To overcome many of these issues, use of social media as an alternative method for assessing the public mood has been demonstrated in previous studies. The causes behind changes in public mood can be difficult to explicitly capture, due in part to its diffuse nature.

Previous work has gone some way in explaining the changes in public mood as measured using social media, finding circadian and seasonal patterns of affect, along with public mood changing in response to specific real-world events.

In this study, we are interested in investigating changes in public mood through analysis of simultaneous and sudden changes in five affect components, and the events that triggered them. We make use of the fast group LARS algorithm, that detects shared change-points across several time series’ at once. These specific points in time, where many time series’ change together, have the potential of signalling specific realworld events that explain the variation in the public mood.

We find that there are three key times in the period leading up to and including the European Union (EU) referendum, coinciding with the football violence in Marseille between English and Russian fans and the Orlando nightclub shooting, the murder of Labour MP Jo Cox, and the results of the EU referendum itself.
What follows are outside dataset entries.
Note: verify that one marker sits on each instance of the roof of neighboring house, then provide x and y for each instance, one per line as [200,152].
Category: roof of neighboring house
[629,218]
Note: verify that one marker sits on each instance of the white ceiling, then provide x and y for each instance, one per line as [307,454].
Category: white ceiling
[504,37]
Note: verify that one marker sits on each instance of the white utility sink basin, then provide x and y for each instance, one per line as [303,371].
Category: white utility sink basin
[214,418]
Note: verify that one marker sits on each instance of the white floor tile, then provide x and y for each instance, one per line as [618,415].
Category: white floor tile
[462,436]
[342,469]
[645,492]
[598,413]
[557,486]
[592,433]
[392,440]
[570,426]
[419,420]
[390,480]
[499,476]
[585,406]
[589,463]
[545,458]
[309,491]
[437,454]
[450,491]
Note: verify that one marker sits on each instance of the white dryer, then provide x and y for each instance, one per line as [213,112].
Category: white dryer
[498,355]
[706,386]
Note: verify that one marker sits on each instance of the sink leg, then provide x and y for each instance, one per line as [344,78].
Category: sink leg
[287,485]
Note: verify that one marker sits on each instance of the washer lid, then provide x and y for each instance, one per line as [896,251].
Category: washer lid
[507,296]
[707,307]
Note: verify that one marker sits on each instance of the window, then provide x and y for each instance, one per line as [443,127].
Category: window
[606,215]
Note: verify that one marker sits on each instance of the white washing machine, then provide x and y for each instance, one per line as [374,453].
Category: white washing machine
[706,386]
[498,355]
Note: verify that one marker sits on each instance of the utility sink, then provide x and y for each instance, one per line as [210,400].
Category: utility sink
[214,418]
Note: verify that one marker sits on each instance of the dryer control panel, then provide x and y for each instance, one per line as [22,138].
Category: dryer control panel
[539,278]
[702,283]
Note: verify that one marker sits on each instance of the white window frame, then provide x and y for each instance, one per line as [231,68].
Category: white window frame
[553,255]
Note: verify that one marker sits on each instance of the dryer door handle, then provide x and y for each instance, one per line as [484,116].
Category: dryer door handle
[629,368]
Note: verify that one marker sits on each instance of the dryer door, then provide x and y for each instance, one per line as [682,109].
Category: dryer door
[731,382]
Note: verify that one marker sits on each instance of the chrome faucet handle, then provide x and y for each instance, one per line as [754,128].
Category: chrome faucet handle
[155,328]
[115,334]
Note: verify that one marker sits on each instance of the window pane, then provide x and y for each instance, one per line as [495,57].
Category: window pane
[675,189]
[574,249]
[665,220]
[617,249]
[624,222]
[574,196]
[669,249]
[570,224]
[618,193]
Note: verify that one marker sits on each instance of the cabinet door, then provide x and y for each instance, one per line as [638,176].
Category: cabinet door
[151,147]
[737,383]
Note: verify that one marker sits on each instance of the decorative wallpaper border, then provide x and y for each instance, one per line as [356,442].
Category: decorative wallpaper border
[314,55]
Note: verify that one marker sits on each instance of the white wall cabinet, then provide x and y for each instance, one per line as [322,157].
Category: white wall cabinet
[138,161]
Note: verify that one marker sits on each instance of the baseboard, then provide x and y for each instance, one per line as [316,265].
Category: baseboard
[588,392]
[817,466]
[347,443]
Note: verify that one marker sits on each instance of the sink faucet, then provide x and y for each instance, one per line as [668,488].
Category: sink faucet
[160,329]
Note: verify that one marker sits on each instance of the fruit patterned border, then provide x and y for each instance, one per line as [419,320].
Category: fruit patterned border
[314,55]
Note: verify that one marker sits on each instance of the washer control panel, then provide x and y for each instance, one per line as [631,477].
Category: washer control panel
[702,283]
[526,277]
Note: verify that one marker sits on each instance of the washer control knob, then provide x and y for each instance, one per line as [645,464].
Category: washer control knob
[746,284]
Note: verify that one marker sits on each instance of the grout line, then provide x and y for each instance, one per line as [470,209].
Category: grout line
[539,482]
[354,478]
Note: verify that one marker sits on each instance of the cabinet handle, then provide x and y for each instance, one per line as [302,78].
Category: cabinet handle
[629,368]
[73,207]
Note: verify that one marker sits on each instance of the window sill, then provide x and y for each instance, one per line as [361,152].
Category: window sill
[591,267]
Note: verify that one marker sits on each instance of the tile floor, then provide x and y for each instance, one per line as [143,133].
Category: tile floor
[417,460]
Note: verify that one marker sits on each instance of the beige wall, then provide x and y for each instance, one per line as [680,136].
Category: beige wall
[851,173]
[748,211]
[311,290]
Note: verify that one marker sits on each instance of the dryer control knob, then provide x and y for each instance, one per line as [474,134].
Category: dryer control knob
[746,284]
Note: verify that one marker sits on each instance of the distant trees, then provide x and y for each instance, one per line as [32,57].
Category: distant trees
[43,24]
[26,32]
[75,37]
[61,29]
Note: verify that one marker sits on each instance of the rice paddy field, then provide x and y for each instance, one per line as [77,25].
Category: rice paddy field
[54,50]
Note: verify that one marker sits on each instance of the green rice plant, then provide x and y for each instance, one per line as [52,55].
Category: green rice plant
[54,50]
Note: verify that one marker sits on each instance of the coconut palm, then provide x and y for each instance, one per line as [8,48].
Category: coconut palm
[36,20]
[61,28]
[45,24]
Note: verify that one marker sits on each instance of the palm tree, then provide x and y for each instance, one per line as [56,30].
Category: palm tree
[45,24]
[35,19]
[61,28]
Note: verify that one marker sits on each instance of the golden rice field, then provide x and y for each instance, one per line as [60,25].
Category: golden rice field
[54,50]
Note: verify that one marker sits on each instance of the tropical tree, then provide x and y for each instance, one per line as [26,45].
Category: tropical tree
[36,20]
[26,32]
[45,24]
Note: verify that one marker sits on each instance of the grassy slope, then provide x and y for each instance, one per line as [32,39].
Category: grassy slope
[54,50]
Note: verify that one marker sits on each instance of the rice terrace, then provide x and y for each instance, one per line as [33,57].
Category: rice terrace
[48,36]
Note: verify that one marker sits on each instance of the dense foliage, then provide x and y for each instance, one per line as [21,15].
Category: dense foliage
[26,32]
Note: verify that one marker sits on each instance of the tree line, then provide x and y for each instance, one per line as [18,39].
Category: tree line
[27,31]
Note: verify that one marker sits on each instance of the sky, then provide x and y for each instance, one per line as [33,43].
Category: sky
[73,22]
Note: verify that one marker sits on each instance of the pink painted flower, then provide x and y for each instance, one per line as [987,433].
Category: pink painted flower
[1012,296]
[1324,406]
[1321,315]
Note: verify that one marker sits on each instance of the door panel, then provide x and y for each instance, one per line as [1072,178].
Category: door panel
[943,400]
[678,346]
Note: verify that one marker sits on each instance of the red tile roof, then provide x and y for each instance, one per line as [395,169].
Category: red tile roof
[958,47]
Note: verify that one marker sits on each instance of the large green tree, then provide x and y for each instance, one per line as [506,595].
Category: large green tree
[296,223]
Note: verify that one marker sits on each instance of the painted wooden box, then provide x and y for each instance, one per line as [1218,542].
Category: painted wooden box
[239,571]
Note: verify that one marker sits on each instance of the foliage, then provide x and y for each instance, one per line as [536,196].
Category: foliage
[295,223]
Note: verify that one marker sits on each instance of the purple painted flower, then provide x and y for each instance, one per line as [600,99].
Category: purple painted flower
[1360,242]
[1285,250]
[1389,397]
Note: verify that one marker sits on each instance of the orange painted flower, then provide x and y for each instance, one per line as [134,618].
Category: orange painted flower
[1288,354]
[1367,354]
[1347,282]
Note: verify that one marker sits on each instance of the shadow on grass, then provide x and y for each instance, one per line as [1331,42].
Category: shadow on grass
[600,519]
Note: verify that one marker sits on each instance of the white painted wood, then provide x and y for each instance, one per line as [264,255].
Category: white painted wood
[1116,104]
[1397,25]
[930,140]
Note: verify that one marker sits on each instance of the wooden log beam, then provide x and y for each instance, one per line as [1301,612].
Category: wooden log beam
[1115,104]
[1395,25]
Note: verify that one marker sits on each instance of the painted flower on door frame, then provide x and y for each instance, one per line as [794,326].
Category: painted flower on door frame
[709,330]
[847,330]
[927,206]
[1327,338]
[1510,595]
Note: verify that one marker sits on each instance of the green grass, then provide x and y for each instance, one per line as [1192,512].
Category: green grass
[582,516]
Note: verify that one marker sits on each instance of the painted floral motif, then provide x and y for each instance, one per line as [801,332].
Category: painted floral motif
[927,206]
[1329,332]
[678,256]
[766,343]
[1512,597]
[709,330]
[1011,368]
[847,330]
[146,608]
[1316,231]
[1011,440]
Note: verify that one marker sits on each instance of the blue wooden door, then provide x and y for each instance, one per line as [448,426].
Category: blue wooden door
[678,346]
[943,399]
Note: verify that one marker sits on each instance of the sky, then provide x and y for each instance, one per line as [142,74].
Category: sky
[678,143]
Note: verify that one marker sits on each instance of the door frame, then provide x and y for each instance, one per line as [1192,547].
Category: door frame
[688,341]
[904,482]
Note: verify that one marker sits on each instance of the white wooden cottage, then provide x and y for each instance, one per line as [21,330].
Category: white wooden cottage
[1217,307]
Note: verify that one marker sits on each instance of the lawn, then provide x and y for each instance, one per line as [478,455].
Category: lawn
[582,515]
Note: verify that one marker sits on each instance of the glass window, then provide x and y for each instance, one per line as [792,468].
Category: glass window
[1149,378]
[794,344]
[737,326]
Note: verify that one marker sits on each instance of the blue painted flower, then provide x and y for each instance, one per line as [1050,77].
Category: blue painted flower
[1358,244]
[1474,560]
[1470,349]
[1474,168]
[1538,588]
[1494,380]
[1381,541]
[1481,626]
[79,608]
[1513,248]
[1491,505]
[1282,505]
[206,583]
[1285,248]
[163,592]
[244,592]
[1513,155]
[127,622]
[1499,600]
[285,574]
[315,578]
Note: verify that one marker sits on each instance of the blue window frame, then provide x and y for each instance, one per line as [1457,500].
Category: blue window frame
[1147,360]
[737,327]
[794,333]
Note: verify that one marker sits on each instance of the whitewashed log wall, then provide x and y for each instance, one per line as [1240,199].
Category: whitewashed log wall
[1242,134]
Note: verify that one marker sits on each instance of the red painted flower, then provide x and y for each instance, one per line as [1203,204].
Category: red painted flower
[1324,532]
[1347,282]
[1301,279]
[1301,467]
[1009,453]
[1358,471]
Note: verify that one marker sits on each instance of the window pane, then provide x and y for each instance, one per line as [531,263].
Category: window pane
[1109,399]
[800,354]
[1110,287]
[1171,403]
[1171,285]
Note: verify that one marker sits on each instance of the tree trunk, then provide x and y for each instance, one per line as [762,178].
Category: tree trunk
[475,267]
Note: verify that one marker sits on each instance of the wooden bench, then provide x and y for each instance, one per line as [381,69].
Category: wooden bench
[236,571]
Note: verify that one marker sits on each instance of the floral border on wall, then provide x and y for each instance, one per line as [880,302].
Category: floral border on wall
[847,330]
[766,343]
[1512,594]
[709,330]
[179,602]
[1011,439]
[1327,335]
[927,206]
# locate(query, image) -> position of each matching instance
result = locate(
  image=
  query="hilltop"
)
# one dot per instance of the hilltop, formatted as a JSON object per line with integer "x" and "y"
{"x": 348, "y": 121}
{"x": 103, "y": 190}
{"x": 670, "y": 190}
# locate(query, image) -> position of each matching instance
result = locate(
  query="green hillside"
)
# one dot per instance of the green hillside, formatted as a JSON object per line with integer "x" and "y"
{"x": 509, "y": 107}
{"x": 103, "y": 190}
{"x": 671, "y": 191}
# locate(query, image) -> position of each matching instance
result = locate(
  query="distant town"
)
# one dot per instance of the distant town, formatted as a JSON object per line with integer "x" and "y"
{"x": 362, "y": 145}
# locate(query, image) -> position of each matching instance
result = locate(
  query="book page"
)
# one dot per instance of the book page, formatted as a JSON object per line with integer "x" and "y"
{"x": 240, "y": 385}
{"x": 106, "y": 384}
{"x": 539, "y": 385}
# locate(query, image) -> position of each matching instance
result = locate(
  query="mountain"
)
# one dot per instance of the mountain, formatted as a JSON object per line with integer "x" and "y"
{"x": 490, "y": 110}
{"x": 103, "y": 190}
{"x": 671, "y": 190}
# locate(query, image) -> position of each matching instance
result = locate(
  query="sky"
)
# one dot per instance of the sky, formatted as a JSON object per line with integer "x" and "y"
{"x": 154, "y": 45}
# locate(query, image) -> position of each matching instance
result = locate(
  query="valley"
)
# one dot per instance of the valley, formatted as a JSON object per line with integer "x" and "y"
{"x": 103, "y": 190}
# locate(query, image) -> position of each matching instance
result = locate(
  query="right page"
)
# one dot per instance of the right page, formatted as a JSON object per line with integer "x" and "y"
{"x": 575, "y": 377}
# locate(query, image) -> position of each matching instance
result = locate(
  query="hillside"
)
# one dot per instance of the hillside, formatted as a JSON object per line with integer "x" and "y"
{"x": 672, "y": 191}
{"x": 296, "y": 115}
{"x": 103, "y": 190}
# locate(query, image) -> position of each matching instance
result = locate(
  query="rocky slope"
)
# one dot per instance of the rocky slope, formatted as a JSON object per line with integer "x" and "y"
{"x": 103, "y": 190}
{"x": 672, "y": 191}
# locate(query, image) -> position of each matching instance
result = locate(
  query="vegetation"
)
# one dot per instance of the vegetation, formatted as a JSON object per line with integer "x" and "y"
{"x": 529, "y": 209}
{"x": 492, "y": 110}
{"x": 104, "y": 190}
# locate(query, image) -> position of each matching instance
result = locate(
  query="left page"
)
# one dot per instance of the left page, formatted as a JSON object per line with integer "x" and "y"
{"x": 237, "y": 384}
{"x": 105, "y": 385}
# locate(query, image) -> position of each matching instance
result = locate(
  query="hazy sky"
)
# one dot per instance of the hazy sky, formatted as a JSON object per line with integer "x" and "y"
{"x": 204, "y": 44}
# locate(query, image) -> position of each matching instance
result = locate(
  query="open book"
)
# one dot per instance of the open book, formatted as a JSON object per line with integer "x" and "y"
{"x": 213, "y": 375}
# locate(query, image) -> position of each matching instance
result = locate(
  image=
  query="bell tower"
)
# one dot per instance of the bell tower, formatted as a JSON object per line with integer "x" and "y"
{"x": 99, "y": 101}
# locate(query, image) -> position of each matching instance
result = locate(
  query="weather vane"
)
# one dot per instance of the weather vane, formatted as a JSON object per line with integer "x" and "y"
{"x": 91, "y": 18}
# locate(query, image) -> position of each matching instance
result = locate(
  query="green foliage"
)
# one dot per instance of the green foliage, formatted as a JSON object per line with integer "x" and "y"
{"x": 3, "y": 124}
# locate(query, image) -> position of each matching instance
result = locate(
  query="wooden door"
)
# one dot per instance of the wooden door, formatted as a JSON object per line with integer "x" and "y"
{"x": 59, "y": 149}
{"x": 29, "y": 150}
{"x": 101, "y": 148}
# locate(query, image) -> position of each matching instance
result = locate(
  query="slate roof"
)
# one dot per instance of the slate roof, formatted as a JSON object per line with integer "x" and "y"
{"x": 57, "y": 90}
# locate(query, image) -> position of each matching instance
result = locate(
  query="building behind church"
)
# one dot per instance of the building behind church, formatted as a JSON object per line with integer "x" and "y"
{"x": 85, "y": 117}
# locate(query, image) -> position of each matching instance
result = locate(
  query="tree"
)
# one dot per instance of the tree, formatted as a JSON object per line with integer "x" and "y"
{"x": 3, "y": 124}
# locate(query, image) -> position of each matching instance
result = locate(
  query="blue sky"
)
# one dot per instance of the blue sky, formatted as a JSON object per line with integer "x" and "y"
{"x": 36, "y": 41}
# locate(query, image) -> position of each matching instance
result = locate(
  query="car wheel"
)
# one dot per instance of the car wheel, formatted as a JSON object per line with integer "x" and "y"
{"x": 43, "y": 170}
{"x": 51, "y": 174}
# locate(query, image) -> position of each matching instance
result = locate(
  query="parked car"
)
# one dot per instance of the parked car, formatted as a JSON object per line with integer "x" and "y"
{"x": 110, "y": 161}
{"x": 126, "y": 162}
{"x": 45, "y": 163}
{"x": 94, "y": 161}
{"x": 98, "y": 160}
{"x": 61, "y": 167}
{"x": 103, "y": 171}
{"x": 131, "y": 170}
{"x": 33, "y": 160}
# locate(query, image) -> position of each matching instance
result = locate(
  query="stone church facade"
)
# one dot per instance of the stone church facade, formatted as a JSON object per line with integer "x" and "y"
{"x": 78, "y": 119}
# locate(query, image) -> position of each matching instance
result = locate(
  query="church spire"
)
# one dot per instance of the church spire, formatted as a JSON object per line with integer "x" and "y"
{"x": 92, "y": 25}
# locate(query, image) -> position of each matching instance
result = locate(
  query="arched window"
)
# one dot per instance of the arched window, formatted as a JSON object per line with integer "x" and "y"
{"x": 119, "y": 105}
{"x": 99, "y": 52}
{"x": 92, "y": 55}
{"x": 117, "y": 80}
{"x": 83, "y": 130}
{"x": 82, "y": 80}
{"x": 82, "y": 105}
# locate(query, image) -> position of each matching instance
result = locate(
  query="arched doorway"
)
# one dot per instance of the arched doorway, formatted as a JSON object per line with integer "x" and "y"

In each of these cases, the public mood is characterised by a decrease in positive affect, and an increase in negative affect, anger, anxiety and sadness, with the reaction corresponding to when the outcome of the referendum result became clear causing the largest negative change in public mood.

Furthermore, we find that analysing the affect components in different geographical regions of the United Kingdom shows a robust signal, with each region following a very similar trajectory over the period, and that the hour by hour evolution of public mood in the 48 hours starting on the day of the referendum significantly correlates with the GBP/EUR exchange rate for the five affect components used in this study.